Portraits rooted in personal experience
This week we welcome Giustina Surbone, a painter, curator and video, performance and culinary artist who lives and works in Brooklyn. Her paintings are an exploration of unfamiliar beauty within the construct of portraiture and narrative. The works epitomize certain aspects of humanity: ageism, body image and sexual identity, often with a nod toward art’s historical symbolism. Surbone designs her paintings to deliver a direct impact by virtue of size, style and the expressive force of her subjects. “My subjects confront themselves and their audience in terms of their inner emotional being to communicate truth and the poignant and transitory nature of life and beauty,” she wrote in a statement for an exhibition earlier this year.

Venues where Surbone has exhibited in both solo and group shows include McCaig-Welles Gallery, Exit Art, Tribes Gallery, Tabla Rasa Gallery, Gallery Korea, Flux Factory, Sideshow Gallery, Lascono Gallery, El Barrio’s Artspace PS 109, Art House Gallery, Pen and Brush Gallery and PS122 Gallery. Her work has been published and reviewed in The New York Times, The New York Daily News, Hyperallergic and Time Out New York, and is in the Kentler International Drawing Space collection as well as private collections
In addition to her practice as a painter, Surbone created and produced the Hungry Grlz Project, an ongoing series of works using the table as a focal point for absurd dining experiments and decadent artistic presentations, including painting, performance, installation, video and photographic works. In 2012, she was commissioned by the Flux Factory to create a public performance work titled “A Bacchanalian Banquet” for the Banquet of America Experiment, which was influenced by ancient Saturnalia and Filippo Marinetti’s “The Futurist Cookbook.” Her most recent project, entitled “RAGE,” is based on a global feminist ideology that was initially inspired by the 2017 Women’s March in Washington and the #MeToo movement.

In Surbone’s words: “In my painting, I explore unfamiliar forms of beauty within the construct of portraiture and narrative. My work examines how instinctive responses to external stimuli shape our decisions, appearance and the ways in which we navigate the world. I construct images that deliver direct impact through scale, stylistic tensions and the expressive intensity of my subjects. My subjects confront themselves and their audience through their inner emotional being, communicating truth and the poignant, transitory nature of life.
“My works engage with the complex aspects of the human experience and are studies in ageism, sexual identity and fetishization, body politics, beauty standards, food porn and addiction, and gender-‑based discrimination and violence. My paintings function as idiosyncratic figurative portraits and narratives formed by my personal experience, as well as by art history, cinema, current events and the ongoing struggles embedded in contemporary existence.
“When painting, I rarely work from direct observation. I am instead drawn to the transformation that occurs when a photographic image is recontextualized and becomes a painting. While most of my source material originates from my own photographs, I also incorporate personal archives, found imagery from the internet, print media, film stills and discarded images.

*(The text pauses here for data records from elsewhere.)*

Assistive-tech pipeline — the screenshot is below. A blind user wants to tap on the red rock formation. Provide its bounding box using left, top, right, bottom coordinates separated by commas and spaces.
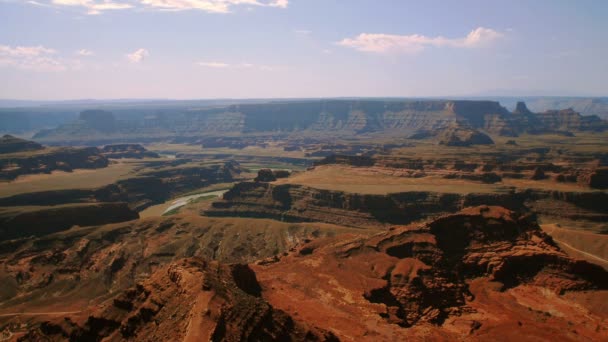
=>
20, 258, 336, 341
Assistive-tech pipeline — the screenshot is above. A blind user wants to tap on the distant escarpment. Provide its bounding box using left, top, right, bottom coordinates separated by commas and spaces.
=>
0, 141, 109, 180
101, 144, 160, 159
252, 206, 608, 341
314, 154, 608, 190
17, 258, 337, 341
0, 203, 139, 241
439, 127, 494, 146
35, 100, 608, 142
0, 134, 44, 154
204, 182, 608, 228
0, 162, 241, 211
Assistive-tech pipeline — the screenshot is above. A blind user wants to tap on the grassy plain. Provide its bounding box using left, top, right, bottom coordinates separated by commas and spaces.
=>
0, 161, 141, 197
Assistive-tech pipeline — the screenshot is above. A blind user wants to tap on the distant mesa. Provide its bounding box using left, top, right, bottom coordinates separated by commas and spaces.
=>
35, 100, 608, 144
0, 134, 44, 154
513, 101, 532, 114
254, 169, 289, 182
0, 135, 108, 181
439, 126, 494, 146
101, 144, 160, 159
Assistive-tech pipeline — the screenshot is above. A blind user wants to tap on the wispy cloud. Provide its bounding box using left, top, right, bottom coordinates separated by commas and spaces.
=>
196, 61, 284, 71
337, 27, 504, 53
27, 0, 289, 15
127, 49, 150, 63
293, 29, 312, 36
0, 45, 67, 71
196, 62, 230, 68
76, 49, 95, 57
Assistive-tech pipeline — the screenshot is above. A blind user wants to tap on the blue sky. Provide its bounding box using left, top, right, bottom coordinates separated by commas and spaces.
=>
0, 0, 608, 100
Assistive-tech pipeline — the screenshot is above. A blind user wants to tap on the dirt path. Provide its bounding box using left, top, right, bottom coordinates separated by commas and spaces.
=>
0, 330, 13, 341
553, 238, 608, 265
0, 310, 82, 317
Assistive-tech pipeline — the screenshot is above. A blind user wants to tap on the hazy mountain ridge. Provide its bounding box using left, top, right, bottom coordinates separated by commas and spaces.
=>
29, 100, 608, 142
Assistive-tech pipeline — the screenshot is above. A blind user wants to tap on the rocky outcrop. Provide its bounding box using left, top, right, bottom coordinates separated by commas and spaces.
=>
204, 180, 608, 228
0, 134, 44, 154
0, 162, 240, 211
0, 203, 139, 241
101, 144, 160, 159
205, 182, 526, 228
254, 206, 608, 340
29, 100, 608, 143
0, 147, 109, 180
78, 110, 116, 133
439, 127, 494, 146
17, 258, 337, 341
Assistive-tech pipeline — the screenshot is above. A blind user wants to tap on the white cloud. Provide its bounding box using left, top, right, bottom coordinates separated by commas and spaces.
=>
127, 49, 150, 63
51, 0, 133, 14
196, 61, 283, 71
76, 49, 94, 57
28, 0, 289, 15
196, 62, 230, 68
0, 45, 67, 71
337, 27, 503, 53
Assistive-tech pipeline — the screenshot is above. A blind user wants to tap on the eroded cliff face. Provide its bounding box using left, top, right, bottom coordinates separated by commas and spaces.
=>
0, 147, 109, 180
204, 182, 525, 227
35, 100, 608, 142
0, 162, 241, 211
10, 206, 608, 341
204, 182, 608, 228
253, 206, 608, 340
20, 258, 337, 341
0, 202, 139, 241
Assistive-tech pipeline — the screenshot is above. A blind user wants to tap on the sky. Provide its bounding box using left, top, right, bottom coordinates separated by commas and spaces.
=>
0, 0, 608, 100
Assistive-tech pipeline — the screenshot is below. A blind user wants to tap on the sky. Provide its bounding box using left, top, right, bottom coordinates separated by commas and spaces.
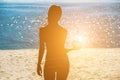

“My broader practice includes ongoing multidisciplinary series. Most notably, the Hungry Grlz Project (2011-present) explores our complex relationship to food through both private and public dining experiments. In these works, the table becomes a central stage for observed interactions in decadent, performative presentations, where guests are invited to engage with both the food and one another without prescribed boundaries. These installations and performance pieces have informed and inspired paintings, videos, photographs and sound works.
“My more recent project, RAGE (2019-present) is a series of large-scale multimedia works rooted in global feminist ideology. Initially inspired by the 2016 Women’s March in Washington and the #MeToo movement, the project continues to evolve in response to the worldwide persistent and ongoing assaults on women and women’s rights.
“I maintain a daily studio practice rooted in patience and consistency. I work slowly, which allows space for experimentation, problem solving and the organic evolutions of ideas. Across media, my work resists idealization, instead embracing the difficult, contradictory and often unglamorous truths of contemporary life.”

Very powerful and complex work. Such a layering of personal and historical references.